Abortion supporters turned out in huge numbers to voice their dissent following the Dobbs decision. An estimated 20,000 people rallied and marched in New York City, and thousands showed up in cities across the country to express their disapproval with the Supreme Court’s undemocratic decision. The goal for abortion activists is to turn the huge swell of anger into a long-term mobilization for abortion access and a mass feminist movement able to go on the offensive and influence national political priorities.

With this latest blow to bodily autonomy and sexual freedom, younger people most affected by abortion restrictions are becoming increasingly frustrated by Democratic leaders’ unwillingness to codify abortion rights and their cynical moves to exploit the overturning of Roe for fundraising appeals and political gain in the upcoming midterm elections. What’s needed now are not appeals to vote “harder” for an ineffective Democratic Party but more grassroots organizing to support those most in need of care and build our capacity for direct action.

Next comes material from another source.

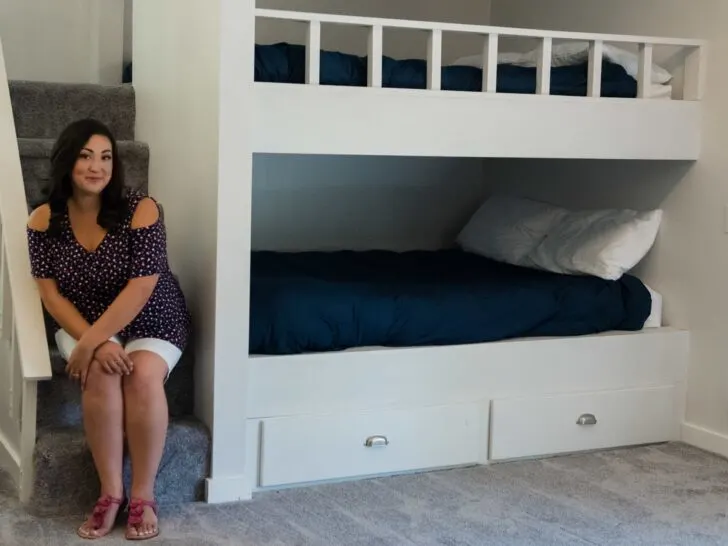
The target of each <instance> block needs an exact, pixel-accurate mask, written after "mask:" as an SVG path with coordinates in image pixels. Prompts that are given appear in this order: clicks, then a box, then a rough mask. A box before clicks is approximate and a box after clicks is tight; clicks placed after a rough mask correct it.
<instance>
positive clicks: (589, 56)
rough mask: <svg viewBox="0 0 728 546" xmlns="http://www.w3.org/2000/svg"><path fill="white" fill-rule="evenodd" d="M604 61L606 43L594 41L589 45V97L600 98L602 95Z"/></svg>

This could look like sustained protests; occupations of state capitol buildings or courthouses in states that pass abortion bans, possibly with support from activists in blue states; defending clinics from antiabortion protesters, even in states without abortion restrictions which may be especially targeted in the years to come by antiabortion extremists; exposing and protesting crisis pregnancy centers to show the harm they do by preying on vulnerable people seeking abortion care; supporting those traveling from out of state to receive care in abortion-friendly states like New York; organizing teach-ins about self-managed abortion and spreading the word about where to access abortion pills; supporting legal advocacy groups like If/When/How; donating to local abortion funds; spreading the word about digital security best practices and sharing info about the M+A Hotline for people in need of support for self-managed miscarriage care or abortion.

Doctors, providers, and activists will be vulnerable targets in this post-Roe landscape, and the most marginalized people seeking abortion care will continue to be disproportionately criminalized and in need of support. Doctors in Texas have already defied the state’s abortion restrictions and openly challenged the unjust ban by providing abortion care illegally.

Not everyone will be able to take on the legal and financial risks of breaking state laws, but pro-abortion activists have decades of civil disobedience inspiration to draw on that should constitute one of many tactics deployed in the next stage of this struggle. It’s important to remember that many more people will be unwilling participants in civil disobedience as they are forced to illegally (but safely) manage their abortions at home. Feminist activists in Brazil, Mexico, and elsewhere in Latin America have led the way in developing networks of support and activism around abortion that we can learn from; this melding of direct service provision, mutual aid, and political activism can inspire our sometimes narrowly focused movements.

The fight is just beginning, and if the enraged crowds after the court’s decision are any indication of what’s to come, it’s a fight that we can win.